Julien Duvivier gilt als Erfinder des Filmgenres des Episodenfilms und bietet in „Der Teufel und die zehn Gebote“ neben Hollywood-Star Mel Ferrer eine ganze Schar renommierter und teilweise noch sehr junger Stars des französischen Kinos wie Charles Aznavour, Jean-Claude Brialy, Alain Delon, Fernandel, Louis de Funès, Mireille Darc, Michel Simon und Lino Ventura auf und lässt diese in qualitativ recht unterschiedlichen Geschichten spielen.

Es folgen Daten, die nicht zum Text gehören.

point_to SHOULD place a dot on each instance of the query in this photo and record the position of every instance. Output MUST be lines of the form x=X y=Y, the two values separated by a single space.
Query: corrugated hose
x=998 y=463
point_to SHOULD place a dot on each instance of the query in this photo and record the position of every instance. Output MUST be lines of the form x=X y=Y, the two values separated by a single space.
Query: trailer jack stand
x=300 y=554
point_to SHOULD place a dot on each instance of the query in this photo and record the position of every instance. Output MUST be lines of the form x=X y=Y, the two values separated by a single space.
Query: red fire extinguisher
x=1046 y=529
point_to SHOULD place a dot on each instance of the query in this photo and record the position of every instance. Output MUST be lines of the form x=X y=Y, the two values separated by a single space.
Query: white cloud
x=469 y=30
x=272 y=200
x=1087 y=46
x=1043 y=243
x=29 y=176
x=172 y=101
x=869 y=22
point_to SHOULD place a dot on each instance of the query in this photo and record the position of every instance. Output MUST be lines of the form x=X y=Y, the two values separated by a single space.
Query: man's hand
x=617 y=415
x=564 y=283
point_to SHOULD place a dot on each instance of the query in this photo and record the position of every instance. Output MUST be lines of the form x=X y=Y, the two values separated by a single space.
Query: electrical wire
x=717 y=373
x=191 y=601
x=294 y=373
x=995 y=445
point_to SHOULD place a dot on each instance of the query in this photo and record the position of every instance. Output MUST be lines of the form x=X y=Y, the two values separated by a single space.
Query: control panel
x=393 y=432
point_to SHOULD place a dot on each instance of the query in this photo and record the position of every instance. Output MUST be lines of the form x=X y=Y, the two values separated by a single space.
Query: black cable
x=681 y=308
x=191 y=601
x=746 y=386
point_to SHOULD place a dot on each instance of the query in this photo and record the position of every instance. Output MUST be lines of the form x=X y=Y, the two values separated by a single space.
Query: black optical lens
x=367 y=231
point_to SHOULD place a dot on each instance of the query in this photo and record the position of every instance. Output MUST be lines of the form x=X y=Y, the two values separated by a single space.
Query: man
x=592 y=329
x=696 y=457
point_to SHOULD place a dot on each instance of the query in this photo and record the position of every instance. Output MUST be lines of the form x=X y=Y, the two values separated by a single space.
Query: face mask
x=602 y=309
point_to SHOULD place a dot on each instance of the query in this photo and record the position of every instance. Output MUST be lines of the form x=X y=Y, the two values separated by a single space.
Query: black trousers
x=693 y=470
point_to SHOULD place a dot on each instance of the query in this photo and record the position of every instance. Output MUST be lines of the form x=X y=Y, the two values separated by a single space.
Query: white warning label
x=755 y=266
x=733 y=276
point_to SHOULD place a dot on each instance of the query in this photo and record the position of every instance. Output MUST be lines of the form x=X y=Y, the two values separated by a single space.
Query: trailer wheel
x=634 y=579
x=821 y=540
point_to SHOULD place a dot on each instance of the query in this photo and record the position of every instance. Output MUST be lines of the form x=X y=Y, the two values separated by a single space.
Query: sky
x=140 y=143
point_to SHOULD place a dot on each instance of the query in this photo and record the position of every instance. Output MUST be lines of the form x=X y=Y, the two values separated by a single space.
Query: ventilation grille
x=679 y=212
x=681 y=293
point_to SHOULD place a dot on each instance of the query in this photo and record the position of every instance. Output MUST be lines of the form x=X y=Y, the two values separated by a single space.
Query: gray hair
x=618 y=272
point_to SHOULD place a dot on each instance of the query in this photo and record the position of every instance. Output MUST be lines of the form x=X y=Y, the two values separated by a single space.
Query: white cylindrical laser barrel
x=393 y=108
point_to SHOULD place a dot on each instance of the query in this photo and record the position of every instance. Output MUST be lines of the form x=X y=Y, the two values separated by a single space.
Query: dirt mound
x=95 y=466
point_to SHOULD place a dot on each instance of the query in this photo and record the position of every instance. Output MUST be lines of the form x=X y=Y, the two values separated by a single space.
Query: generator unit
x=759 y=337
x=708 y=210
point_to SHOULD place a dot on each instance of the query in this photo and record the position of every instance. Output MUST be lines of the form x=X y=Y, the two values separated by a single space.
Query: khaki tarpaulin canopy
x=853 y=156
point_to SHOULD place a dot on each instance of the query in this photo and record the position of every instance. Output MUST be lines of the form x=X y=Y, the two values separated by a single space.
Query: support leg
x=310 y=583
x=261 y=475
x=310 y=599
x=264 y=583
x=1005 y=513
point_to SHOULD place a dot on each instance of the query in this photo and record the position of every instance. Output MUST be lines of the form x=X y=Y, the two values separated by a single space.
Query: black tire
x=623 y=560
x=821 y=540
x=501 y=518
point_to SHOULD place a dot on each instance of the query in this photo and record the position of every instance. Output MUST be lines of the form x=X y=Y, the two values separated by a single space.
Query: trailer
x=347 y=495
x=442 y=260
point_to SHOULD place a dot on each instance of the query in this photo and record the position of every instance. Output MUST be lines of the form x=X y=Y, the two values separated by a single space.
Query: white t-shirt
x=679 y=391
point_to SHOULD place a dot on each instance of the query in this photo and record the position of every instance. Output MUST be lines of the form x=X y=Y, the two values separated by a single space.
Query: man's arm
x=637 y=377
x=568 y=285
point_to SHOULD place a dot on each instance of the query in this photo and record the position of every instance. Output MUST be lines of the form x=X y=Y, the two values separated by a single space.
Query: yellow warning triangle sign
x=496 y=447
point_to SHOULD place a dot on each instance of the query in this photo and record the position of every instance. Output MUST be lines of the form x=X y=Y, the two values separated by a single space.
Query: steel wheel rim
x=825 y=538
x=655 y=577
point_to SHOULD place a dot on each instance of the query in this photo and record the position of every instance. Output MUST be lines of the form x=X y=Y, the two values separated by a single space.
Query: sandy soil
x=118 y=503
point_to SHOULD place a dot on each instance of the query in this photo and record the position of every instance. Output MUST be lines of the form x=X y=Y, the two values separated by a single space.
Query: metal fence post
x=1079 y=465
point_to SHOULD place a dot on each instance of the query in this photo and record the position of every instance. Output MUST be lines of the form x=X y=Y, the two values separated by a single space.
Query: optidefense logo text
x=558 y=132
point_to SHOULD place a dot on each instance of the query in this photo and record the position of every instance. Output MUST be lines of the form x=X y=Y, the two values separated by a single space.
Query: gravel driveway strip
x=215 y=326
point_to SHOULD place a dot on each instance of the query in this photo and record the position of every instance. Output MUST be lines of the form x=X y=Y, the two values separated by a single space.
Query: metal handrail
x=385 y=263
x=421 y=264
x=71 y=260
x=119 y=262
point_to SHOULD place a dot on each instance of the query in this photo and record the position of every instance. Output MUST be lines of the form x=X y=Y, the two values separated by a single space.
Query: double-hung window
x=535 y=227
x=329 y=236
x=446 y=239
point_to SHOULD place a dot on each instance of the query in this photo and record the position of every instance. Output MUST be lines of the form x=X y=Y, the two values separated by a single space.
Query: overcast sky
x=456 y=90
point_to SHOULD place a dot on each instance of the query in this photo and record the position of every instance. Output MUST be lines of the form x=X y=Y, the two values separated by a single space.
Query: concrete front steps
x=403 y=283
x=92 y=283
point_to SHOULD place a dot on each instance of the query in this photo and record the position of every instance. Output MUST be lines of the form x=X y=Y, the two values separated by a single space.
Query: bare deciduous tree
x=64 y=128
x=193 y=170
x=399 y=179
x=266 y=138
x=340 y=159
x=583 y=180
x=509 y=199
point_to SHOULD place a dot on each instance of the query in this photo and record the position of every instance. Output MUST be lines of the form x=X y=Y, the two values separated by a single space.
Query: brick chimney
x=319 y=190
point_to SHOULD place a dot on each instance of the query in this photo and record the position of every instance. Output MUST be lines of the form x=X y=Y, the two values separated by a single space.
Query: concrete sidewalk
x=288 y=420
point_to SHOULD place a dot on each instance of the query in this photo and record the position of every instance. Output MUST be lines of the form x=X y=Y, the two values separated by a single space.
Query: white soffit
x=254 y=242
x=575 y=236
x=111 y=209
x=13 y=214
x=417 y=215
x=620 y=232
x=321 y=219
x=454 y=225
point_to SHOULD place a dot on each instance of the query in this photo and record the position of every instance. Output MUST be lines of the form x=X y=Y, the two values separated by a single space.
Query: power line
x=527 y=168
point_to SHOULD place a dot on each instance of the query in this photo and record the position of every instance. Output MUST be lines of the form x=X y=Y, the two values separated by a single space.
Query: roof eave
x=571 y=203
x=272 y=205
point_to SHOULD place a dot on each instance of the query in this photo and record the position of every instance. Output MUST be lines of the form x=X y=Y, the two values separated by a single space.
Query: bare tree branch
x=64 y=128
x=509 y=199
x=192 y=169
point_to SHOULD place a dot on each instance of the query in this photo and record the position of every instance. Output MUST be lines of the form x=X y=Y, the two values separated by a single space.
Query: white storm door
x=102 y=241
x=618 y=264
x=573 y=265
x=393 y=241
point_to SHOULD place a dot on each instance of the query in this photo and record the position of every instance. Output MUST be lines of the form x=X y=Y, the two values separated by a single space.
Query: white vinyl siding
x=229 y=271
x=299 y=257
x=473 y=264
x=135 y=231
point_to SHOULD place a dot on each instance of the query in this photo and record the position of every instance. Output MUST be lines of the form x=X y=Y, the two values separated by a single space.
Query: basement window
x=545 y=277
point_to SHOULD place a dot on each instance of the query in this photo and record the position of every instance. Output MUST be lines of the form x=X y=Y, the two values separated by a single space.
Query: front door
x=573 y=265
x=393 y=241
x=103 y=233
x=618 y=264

Eingerahmt von der Begegnung des Bischofs mit seinem alten Schulfreund, dem er aufträgt, die zehn Gebote auswendig zu lernen, und dem Auftauchen des Teufels in Schlangengestalt werden Gebote wie „Du sollst nicht töten“, „Du sollst deinen Vater und deine Mutter ehren“ und „Du sollst nicht stehlen“ in teils humorvollen, teils dramatischen Geschichten thematisiert, ohne aber wirklich den moralisierenden Zeigefinger zu erheben. Das führt allerdings auch dazu, dass sich das Publikum zwar an den vertrauten Gesichtern jeder Episode erfreuen darf, doch hallt die Essenz der einzelnen Episoden kaum nach, so unspektakulär reiht sich eine Geschichte an die nächste.